I hate to do this guys, but I have to.

SEC, Publisher of On-Line Newsletter
Settle Fraud Case Involving the Internet
By Paul Beckett

02/26/97
The Wall Street Journal
(Copyright (c) 1997, Dow Jones & Company, Inc.)



WASHINGTON -- The Securities and Exchange Commission, in a beefed-up effort
to police investment advice published on the Internet, settled fraud allegations
against the publisher of a Florida-based on-line investment newsletter.

Without admitting or denying the charges, George Chelekis and two companies he
controls -- KGC Inc. and Hot Stocks Review Inc. -- agreed to pay fines totaling
$162,727.

The SEC, its lawsuit filed in U.S. District Court here, said Mr. Chelekis , of Tampa,
Fla., failed to disclose that he and the companies received at least $1.1 million and
275,500 shares of stock as payment for recommending companies' securities in his
Internet publications.

The settlement is one of about a dozen Internet-related cases the SEC has pursued
in the past two years and is only the second relating directly to an investment
newsletter, officials said. But they said scrutiny of on-line investment newsletters
and other financial publications is increasing.

"You're going to see a lot more of these cases," said Paul Gerlach, associate director
at the SEC's division of enforcement.

The SEC alleged that at least from January 1995 through August 1995, Mr.
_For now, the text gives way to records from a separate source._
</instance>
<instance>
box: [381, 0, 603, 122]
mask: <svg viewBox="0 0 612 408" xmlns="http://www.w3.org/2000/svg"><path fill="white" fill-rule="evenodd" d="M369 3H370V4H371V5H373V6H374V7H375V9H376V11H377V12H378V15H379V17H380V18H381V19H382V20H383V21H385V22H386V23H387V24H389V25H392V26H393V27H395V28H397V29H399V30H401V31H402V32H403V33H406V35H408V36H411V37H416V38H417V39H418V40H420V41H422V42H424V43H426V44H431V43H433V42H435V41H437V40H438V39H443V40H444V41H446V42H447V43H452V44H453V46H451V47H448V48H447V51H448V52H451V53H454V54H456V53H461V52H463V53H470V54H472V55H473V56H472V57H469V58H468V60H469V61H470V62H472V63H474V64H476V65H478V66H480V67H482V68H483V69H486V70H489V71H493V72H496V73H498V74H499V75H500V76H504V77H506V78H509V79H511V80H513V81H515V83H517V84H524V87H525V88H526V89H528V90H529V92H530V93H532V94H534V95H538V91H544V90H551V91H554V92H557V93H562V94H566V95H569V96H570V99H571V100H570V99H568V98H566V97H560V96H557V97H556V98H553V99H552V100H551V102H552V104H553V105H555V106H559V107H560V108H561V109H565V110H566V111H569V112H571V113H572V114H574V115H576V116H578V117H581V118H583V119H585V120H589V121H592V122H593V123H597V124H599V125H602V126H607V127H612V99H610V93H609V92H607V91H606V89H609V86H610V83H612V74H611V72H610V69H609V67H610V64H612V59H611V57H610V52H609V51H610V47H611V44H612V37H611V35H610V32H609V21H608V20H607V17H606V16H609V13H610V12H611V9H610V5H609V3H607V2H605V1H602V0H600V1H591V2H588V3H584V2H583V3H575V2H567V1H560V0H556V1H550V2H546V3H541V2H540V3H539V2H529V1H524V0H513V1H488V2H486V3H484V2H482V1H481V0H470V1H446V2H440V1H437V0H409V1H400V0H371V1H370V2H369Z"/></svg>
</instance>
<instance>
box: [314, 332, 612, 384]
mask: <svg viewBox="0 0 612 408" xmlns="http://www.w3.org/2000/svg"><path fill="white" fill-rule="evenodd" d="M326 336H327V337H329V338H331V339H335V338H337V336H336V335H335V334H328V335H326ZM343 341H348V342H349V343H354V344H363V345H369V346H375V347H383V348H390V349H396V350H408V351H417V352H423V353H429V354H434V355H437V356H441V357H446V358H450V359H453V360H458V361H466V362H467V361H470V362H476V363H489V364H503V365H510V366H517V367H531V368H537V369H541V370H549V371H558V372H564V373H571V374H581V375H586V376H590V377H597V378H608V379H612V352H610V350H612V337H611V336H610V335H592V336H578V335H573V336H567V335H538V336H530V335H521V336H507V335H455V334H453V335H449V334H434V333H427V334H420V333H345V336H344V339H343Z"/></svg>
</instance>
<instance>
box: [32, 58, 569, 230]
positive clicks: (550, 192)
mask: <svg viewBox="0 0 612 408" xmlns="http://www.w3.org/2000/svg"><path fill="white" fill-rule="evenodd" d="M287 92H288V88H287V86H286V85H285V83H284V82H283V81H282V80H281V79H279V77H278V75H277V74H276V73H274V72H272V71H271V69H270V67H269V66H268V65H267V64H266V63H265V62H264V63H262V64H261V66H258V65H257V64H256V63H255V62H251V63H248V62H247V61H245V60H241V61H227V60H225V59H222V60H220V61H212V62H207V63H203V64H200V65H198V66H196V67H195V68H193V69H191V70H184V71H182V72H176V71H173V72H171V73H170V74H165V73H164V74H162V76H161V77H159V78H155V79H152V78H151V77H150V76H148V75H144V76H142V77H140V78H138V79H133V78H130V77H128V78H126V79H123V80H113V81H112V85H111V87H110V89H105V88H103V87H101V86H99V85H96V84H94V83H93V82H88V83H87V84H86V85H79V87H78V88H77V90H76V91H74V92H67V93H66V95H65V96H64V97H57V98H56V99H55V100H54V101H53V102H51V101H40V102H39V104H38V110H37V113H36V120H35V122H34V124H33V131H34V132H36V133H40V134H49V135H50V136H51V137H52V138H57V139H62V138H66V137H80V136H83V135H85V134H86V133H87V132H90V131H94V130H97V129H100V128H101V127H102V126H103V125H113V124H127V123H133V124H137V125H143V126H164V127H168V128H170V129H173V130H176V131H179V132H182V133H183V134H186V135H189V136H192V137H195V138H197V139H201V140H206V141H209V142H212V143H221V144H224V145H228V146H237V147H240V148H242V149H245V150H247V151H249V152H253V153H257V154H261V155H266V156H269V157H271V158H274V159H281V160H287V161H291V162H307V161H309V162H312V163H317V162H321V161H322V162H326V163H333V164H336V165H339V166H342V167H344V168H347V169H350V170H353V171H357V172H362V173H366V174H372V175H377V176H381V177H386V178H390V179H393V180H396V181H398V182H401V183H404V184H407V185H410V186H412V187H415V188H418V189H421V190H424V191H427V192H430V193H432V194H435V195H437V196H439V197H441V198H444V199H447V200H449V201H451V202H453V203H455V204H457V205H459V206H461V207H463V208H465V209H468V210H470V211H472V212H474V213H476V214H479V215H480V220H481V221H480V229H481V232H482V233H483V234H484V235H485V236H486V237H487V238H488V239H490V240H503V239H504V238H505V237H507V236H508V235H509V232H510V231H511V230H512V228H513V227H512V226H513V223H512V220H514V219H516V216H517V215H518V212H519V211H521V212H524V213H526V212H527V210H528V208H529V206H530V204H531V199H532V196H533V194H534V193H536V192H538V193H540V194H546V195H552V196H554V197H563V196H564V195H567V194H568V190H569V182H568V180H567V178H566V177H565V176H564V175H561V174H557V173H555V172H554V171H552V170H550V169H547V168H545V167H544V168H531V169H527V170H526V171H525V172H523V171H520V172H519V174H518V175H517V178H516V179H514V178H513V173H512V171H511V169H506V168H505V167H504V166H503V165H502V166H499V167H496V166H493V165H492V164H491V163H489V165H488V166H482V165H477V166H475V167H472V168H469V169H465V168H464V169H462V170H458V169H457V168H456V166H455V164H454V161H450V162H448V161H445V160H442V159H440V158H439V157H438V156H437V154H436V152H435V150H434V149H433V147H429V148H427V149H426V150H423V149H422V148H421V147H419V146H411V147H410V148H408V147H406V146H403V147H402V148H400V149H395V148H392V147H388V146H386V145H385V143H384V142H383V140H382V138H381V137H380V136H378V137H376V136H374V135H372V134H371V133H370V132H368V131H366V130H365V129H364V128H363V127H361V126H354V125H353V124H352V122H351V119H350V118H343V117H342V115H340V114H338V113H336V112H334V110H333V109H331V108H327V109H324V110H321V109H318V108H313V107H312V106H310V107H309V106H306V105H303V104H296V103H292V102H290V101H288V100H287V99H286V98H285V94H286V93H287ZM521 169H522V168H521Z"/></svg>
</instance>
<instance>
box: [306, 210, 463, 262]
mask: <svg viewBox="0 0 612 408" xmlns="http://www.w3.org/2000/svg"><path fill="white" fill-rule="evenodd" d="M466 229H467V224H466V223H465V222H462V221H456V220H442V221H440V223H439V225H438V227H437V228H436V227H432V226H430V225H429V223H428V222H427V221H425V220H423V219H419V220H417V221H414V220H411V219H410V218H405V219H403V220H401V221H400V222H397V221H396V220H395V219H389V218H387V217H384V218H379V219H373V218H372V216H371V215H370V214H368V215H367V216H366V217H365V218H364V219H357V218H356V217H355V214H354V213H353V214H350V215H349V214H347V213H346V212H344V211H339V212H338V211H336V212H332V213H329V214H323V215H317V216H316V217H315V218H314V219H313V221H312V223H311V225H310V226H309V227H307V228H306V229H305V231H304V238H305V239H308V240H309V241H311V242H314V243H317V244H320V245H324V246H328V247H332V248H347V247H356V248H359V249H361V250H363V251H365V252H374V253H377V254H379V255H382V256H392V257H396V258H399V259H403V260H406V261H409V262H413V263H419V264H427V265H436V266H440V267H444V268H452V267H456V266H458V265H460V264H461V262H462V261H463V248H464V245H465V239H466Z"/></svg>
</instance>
Chelekis
through his publications knowingly made "false and misleading statements" about
six publicly traded companies.

The six were among some 150 publicly traded U.S. and Canadian companies that
paid Mr. Chelekis and Hot Stocks publications for promoting them on the Internet,
Mr. Gerlach said. Mr. Chelekis and his two companies were charged with failing to
disclose the payments in what SEC officials said was one of the biggest alleged
Internet violations of stock-promotion rules.

According to court papers, the six companies were Luminart Inc., a Canadian sign
company; Nona Morelli's II Inc., a Colorado-based gambling, real-estate and food
company; Urban Resource Technologies Inc., a Canadian garbage processor;
* Advanced Viral Research Corp., a Florida-based antiviral-research company; and
Canmine Resources Corp. and Quest International Resources Corp., Caanadian
mining companies. Mr. Gerlach declined to say whether the companies themselves
were being investigated.

Since June 1994, Mr. Chelekis has written and published several investment
newsletters: Hot Stocks Review, Hot Stocks Whispers, Hot Stocks Confidential, Hot
Stocks Alert, Hot Stocks Flash and Hot Stocks Movers. The newsletters were
published on an Internet web site, and by mail, Telecopier, and electronic mail,
according to court papers. They have also appeared as supplements in investment
magazines and on private electronic news services. The number of subscribers
wasn't available.

Mr. Chelekis 's lawyer, Michael Schoeman of Schoeman, Marsh & Updike in New
York, declined to comment. Mr. Chelekis couldn't be reached.
______________________________________________________________________

The latest word is some of the companies mentioned may be also investigated by the SEC.

NOT A GOOD SENARIO.. I am no longer a ADVR shareholder good luck.